One benefit of Roth’s is the lack of lifetime required distributions, unlike traditional IRAs, he said. (Nonspouse Roth beneficiaries do have required minimum distributions.)

Anyone with an eligible IRA account can convert, and there are no limits on minimum or maximum income or minimum or maximum age.

One reason to consider converting to a Roth now are low tax rates. That could be a hedge if the tax rate rises.

He said other conversion candidates include:

• Clients with net operating losses.

• Clients with unusually low income/high deductions in a particular year, such as spending $40,000 on health care or giving a lot to charity

• Young clients at the start of their careers

Levin also outline the “Tax Torpedo.” Just $1 too much of non-Social Security income can push adjusted gross income into a higher bracket. Having a Roth compared to a traditional IRA could help alleviate that.

There’s also the “Widow’s Penalty,” where joint filers have to start filing as single, which hurts their tax brackets.

The Education of an Index Investor

Rick Ferri, a chartered financial analyst and the founder of Rick Ferri LLC, said investors need to have a philosophy, a strategy and the discipline of staying the course.

New investors start in darkness and typically don’t know the difference between an exchange traded fund and a mutual fund, he said. Eventually they might compare their portfolio’s performance with benchmarks and wonder about shortfalls. They might start learning about index funds and find out that 80 percent of index funds outperform actively managed money, he said.

Then, investors learn why index funds outperform: They have low or no fees. They might fire their adviser, he said, but then investors get lost in the complexity of searching for the perfect portfolio of index funds. They may keep adding on until  “you’ve got a hodge podge of stuff and you don’t know what you got,” he said.

So, then, it’s back to managers who ask simplistic questions and say they will construct the perfect portfolio, which Ferri likened to “the cow flying over the moon.”

To help out, Ferri developed six Core-4 portfolios (shown at core-4.com), which use index funds and are broken into subtypes, depending on an investor’s risk tolerance.
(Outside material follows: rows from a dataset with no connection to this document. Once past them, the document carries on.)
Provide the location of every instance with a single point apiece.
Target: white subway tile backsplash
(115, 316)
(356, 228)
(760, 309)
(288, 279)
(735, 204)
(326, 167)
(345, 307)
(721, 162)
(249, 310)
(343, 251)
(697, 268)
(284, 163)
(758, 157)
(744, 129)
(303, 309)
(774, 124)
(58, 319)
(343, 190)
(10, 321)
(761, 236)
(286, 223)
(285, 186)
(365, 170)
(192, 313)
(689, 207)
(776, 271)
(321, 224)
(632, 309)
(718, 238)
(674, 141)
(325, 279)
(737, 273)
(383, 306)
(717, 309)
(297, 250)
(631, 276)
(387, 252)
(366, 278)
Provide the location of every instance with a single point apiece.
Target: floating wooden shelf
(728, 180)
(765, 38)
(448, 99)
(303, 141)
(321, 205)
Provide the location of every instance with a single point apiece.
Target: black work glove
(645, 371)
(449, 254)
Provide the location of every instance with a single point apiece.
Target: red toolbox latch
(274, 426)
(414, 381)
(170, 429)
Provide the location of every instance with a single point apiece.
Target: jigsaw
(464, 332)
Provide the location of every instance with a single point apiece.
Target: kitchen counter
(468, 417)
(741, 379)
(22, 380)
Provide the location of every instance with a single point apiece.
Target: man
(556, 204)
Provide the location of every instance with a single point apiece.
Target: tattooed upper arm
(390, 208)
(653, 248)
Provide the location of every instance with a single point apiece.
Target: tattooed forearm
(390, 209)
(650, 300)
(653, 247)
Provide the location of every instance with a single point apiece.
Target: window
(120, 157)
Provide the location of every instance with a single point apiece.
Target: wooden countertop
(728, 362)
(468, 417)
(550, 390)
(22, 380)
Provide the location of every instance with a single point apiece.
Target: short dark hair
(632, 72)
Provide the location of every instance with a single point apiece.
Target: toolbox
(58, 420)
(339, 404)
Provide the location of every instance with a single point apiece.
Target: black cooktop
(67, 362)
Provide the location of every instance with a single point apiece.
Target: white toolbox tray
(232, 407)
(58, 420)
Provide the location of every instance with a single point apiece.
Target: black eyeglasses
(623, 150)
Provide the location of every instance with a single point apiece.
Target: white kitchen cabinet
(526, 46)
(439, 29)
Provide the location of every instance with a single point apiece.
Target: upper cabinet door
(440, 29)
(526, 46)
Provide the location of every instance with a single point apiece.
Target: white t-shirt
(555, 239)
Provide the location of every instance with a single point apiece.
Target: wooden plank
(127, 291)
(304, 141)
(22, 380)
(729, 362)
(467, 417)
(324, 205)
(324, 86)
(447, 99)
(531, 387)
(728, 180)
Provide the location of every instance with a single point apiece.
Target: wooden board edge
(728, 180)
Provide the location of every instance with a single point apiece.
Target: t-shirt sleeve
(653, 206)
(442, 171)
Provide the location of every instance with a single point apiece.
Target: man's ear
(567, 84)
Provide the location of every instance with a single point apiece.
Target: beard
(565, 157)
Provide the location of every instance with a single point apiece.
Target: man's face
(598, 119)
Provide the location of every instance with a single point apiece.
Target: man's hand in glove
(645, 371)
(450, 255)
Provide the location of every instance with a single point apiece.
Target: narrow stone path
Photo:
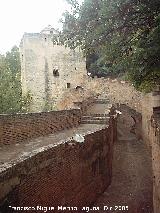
(131, 187)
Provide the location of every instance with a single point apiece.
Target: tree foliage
(11, 99)
(124, 34)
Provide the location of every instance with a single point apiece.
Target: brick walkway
(132, 177)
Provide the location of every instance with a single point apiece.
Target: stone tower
(48, 70)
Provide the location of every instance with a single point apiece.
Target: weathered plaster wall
(121, 92)
(19, 127)
(39, 57)
(156, 159)
(70, 174)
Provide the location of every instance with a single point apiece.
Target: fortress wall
(155, 137)
(69, 174)
(39, 57)
(20, 127)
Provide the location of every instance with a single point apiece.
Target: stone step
(94, 121)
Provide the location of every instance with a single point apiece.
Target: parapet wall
(70, 174)
(19, 127)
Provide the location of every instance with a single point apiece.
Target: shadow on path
(132, 177)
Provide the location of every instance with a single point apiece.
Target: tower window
(68, 85)
(55, 73)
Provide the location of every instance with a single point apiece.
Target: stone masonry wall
(155, 138)
(120, 92)
(71, 174)
(39, 59)
(19, 127)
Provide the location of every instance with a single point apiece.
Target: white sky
(19, 16)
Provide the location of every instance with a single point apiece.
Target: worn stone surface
(56, 170)
(19, 127)
(155, 129)
(131, 187)
(39, 60)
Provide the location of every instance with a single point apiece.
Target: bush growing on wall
(11, 100)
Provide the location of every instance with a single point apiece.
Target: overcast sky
(19, 16)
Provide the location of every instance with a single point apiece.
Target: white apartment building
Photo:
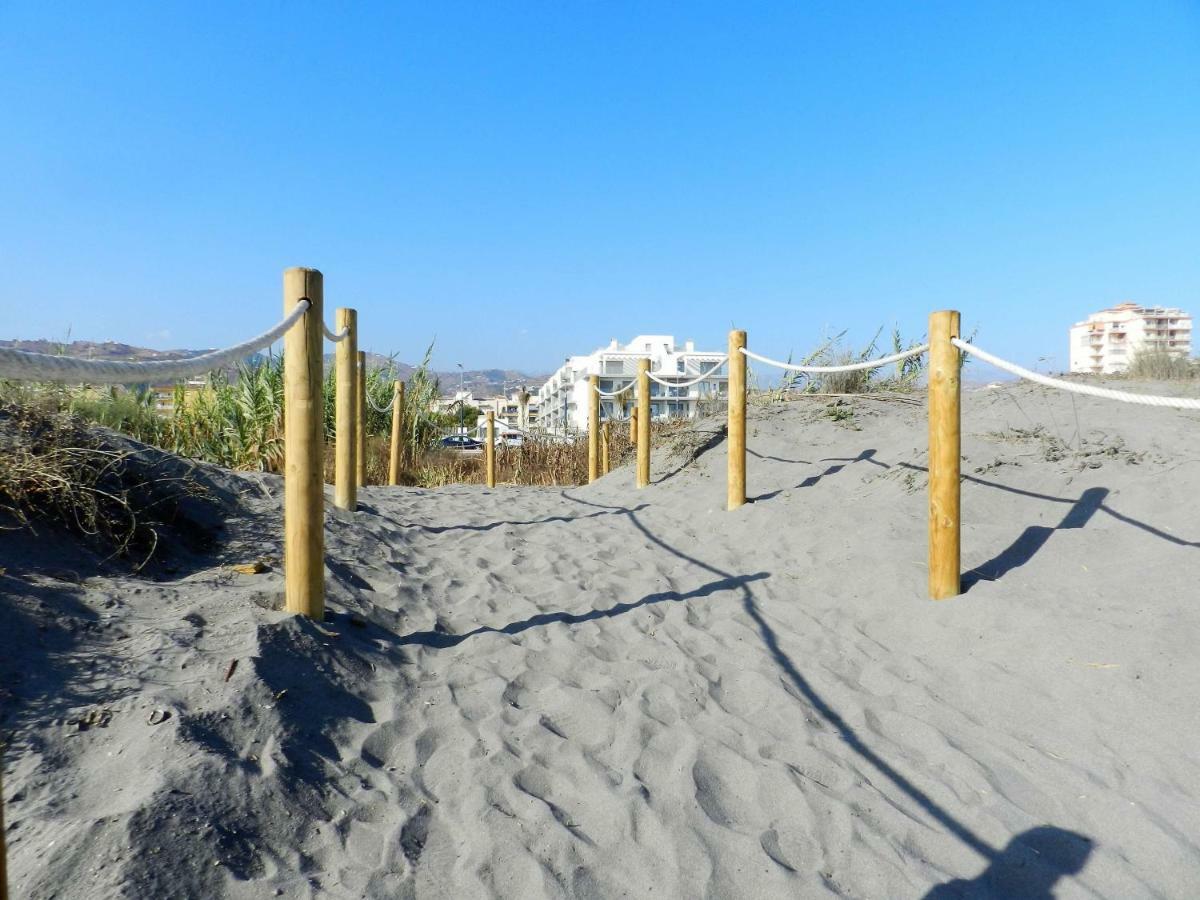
(1108, 340)
(515, 413)
(563, 400)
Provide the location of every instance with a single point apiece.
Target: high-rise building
(1108, 340)
(563, 399)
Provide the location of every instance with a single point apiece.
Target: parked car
(462, 443)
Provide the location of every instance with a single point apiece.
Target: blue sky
(527, 180)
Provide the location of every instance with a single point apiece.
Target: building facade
(1108, 340)
(563, 400)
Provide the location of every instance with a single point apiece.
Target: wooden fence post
(397, 438)
(945, 455)
(363, 419)
(593, 429)
(736, 438)
(643, 423)
(346, 492)
(304, 477)
(606, 448)
(490, 449)
(4, 864)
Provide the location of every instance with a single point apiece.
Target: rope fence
(303, 328)
(610, 395)
(1089, 390)
(706, 376)
(847, 367)
(945, 348)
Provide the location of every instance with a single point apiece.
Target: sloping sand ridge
(605, 693)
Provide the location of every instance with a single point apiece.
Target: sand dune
(607, 693)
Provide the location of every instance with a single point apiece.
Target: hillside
(480, 382)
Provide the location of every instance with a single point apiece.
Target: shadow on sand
(1029, 868)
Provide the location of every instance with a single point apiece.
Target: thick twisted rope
(849, 367)
(1146, 400)
(694, 381)
(336, 336)
(610, 395)
(43, 367)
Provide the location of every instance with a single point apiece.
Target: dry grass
(1161, 366)
(58, 472)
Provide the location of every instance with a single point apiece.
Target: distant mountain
(480, 382)
(101, 351)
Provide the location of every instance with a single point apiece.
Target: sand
(609, 693)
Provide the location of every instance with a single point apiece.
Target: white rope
(616, 393)
(1089, 389)
(387, 408)
(849, 367)
(694, 381)
(45, 367)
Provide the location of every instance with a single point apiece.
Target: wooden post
(397, 438)
(4, 864)
(606, 448)
(593, 429)
(945, 455)
(361, 443)
(643, 423)
(346, 486)
(304, 477)
(736, 475)
(490, 449)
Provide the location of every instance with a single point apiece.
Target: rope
(850, 367)
(616, 393)
(387, 408)
(1087, 389)
(27, 366)
(694, 381)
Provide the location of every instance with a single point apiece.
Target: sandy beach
(607, 693)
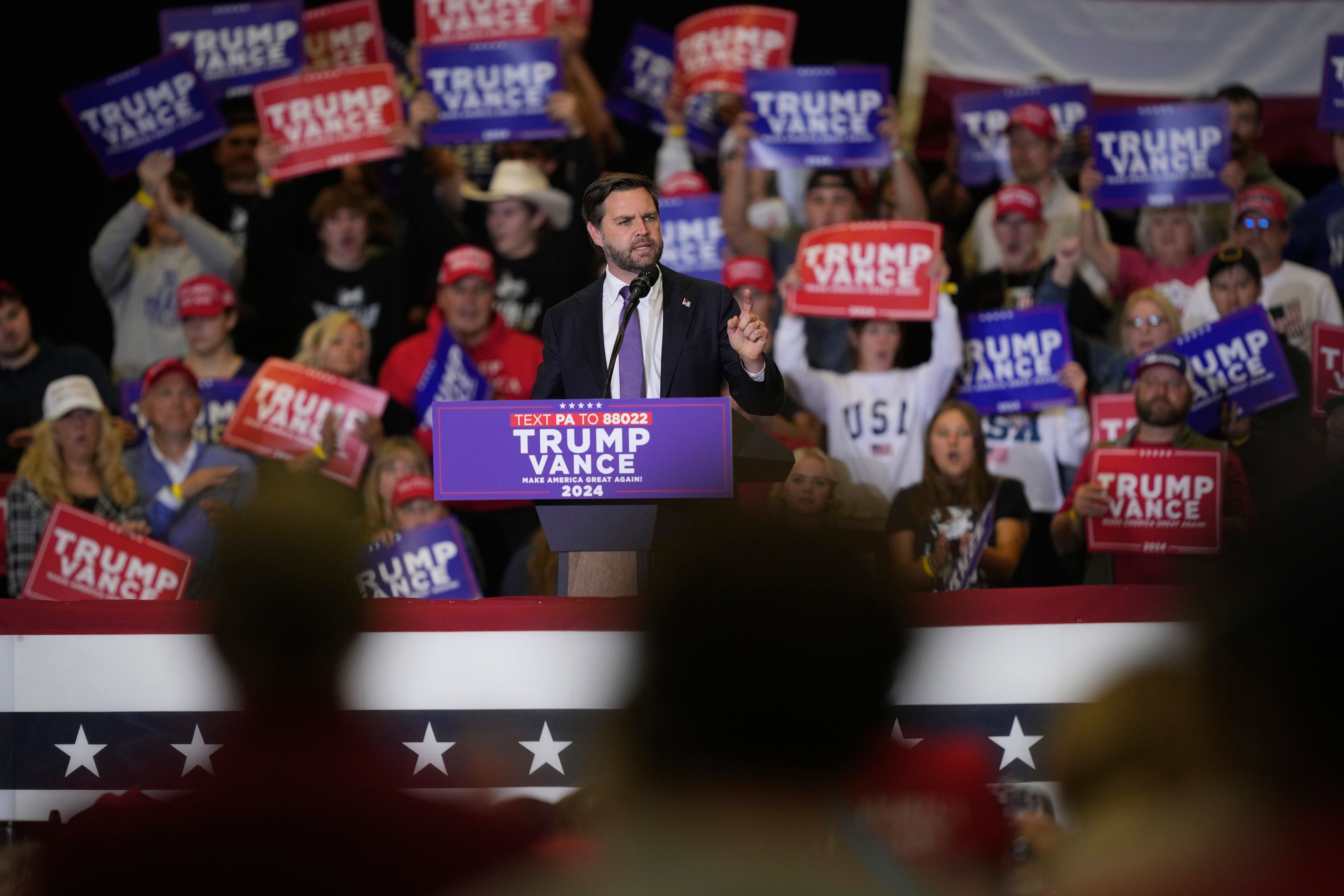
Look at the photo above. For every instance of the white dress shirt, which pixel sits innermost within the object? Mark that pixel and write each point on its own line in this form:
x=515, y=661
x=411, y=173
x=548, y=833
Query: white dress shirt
x=651, y=331
x=176, y=471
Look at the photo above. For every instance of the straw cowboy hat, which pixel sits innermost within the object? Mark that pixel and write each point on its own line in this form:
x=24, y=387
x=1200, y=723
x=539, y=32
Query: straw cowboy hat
x=517, y=179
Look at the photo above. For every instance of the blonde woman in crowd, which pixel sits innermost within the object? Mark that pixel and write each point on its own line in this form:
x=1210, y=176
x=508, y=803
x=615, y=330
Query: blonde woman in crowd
x=75, y=458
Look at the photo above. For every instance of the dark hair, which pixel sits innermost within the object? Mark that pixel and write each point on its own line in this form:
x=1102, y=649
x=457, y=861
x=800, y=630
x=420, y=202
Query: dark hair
x=1241, y=93
x=934, y=491
x=843, y=175
x=595, y=198
x=1233, y=256
x=335, y=198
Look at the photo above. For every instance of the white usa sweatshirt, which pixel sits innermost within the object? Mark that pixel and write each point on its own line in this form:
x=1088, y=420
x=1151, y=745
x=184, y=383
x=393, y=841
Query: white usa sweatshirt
x=142, y=284
x=875, y=422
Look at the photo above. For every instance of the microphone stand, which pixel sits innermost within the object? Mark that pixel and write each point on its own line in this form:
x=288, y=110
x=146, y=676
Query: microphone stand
x=616, y=348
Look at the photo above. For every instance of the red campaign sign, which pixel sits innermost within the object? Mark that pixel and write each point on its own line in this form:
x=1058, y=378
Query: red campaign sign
x=343, y=34
x=1327, y=365
x=1162, y=502
x=474, y=21
x=281, y=415
x=869, y=269
x=85, y=558
x=1113, y=415
x=713, y=49
x=573, y=10
x=324, y=120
For example, the low-risk “Classic Core-4” has an 80 percent allocation to a U.S. investment-grade bond index fund, 12 percent to a total U.S. market index fund, 2 percent to a U.S. real estate index fund and 6 percent to an international stock index fund. The aggressive “Classic Core-4” has 20 percent in bonds, 48 percent in the U.S. stock index, 8 percent in the real estate index and 24 percent in international stock index.

There are variations on the Core-4, such as one that emphasizes income and others that include global markets or are socially conscious.

Ferri still sees a role for advisers. They can help investors develop a written investment policy and strategies for when circumstances change. As behavioral coaches, they can provide discipline and experience to investors who need it.

Indeed, Ferri Investment Solutions offers advice for an hourly rate.